Monday, April 21, 2014
Sweet Sacrifice and Sister Who?
This week we had more opportunities to teach Ishmael's kids. I LOVE those kids. They are so incredibly sweet and they love learning about the gospel. We usually have to end up saying three opening and closing prayers because all of them love saying prayers so much. We taught them a lesson about how God has a body of flesh and bone and, just like we look like our earthly parents, we look like our Heavenly Father as well. The kids just grasp and understand things so quickly and Ishmael and his wife, Esmeralda, are so grateful that their kids are learning more about God and Jesus Christ.
We have a baptism this coming Saturday! Her name is Gloria and she's approximately 70 years old. She's been learning about the church for about six months and finally decided she was sure. She's totally paralyzed on one side so, for her, getting over the fear of physically going down into the water and coming back up was a huge barrier. A couple of weeks ago, we had been planning for a lesson and decided to ask her to pray about April 26th; specifically, to be baptized on April 26th. During the lesson, Hermana Villalobos started to ask her but chickened out at the last second and asked her to pray about April, in general, as the month for her to get baptized. After she said that Gloria said, "Yeah, April is usually the month I make big decisions." And we were like "Oh really?". She went on to tell us how APRIL 26TH was her deceased husband's birthday and the day that she quit smoking many years ago. Hermana Villalobos and I just gave each other a look like "Are you kidding me?" We explained to her what had happened and how that was the specific day we had in mind, too. I'm really excited for her!

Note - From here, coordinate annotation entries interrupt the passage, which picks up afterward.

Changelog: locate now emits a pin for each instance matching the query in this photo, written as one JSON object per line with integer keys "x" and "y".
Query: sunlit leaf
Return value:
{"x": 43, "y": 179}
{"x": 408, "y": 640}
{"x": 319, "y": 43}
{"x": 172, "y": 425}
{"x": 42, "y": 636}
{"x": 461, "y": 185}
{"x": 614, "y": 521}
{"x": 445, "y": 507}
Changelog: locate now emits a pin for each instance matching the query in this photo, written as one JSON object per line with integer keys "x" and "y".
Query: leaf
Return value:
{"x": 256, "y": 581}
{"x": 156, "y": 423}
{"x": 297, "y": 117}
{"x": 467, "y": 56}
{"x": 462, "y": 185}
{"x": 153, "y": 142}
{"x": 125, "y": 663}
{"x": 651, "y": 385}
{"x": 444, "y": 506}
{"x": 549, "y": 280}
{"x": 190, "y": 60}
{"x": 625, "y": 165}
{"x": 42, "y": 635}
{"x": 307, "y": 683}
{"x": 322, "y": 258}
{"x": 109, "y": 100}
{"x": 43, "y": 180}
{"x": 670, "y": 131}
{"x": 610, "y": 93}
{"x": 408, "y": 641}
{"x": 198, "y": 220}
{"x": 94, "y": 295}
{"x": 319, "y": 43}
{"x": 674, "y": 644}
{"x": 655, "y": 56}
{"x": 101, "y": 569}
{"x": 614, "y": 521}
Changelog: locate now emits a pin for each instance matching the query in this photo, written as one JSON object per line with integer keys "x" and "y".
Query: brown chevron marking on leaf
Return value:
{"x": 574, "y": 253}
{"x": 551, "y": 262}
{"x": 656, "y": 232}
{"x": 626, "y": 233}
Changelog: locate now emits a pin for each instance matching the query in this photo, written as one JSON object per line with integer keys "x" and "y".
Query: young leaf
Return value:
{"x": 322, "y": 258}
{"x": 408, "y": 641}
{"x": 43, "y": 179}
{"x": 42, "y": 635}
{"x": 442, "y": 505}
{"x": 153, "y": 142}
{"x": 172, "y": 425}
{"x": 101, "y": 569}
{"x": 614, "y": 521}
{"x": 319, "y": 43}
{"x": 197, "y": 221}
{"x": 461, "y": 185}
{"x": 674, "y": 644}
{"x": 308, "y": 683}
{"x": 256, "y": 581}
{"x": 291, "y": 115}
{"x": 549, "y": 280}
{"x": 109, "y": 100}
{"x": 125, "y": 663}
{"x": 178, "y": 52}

There are seriously so many nice people here. The English ward's and the Spanish branch's members are just so incredibly nice. I would be just fine if I stayed here my whole mission. The one thing I've realized from meeting many new people all the time is that our last name is so stinking hard for people to say, English and Spanish alike. In the English ward, there are very few people who call me by name; the majority just call me "Sister Philly" or even better "Sister Philly Cheesesteak". That nickname started a little bit in the MTC but surfaced even stronger once I got here. The Hispanic people use a variety of different names. Carlos actually calls me "Sister Mouse" but that's not so much a nickname as just what he thinks is the right way to say my name. I actually tell people to say "Hermana Maize" (literally "Sister Corn") because it's the closest thing. But using that sometimes earns me the nickname "Hermana Tortilla" (Get it? Corn tortillas?)
The branch I'm in right now is super tiny, 30 people max. A lot of those people are part of the Canales family: the oldest, Brother Canales (who is actually the Branch President), all his grown children and their families. But since the branch is so tiny, we're wearing a lot of hats right now as missionaries, Gospel Essentials teachers, Primary teachers, leading the Branch FHE (Family Home Evening), planning parties, etc. It's a little crazy to be honest, especially because most of the time they ask last minute. We found out we were teaching in Primary when they announced it at the end of Sacrament Meeting yesterday. I know it's hard to discern tone in emails so I'll just clarify and say I do not mean this to sound like I'm annoyed because I'm not. It's a really cool experience to serve in such a small branch and I'm happy to serve in whatever capacity they need. There's a Spanish ward in Hillsboro and I guess some of the people who live in the boundaries of the branch are having a hard time leaving the ward. I think once those people start coming we should be up to around 50 or 60 in attendance.
Yesterday, we had Easter with the Alletto family and it was really good. Brother Alletto is our Ward Mission Leader and they have this little baby who is literally the cutest thing. He's around eight months old so he reminds me a lot of Hudson. Sister Alletto made this cake that was really cool.
Another thing we did this week was go sing at a nursing home. One of the less active members of the branch works there and so we figured it would be a good opportunity to serve and also stay in contact with her. She was really grateful we came. And the residents are so cool! It's a dementia home so everyone has memory issues but so many of them lived these amazing lives. The person who runs the home was telling us that one of the residents, Jane, had a really interesting part in World War II. When she was a little girl, they lived at the beach and it was her job to walk up and down the beach and report anything that could be a bomb. She was sent by herself because they knew no one would suspect or harm a little girl walking on the beach by herself. Crazy, right?
Alright, well, we're off to teach a lesson! Talk to you via email next week and on Skype SO SOON!
Note from mom: Still no pictures (sigh). She's still trying to figure out how to sync the Wi-Fi on her camera with her Ipad. We found out about a "six degrees of separation" occurrence for her recently. The group that came into her mission at the same time as her included a sister who was born in our area and whose family attended our current ward, leaving before we moved here. The Kinneards, for those of you D-town old-timers. We have many mutual friends in common. Such a small world sometimes! We are excited to Skype with Hayley on Mother's Day.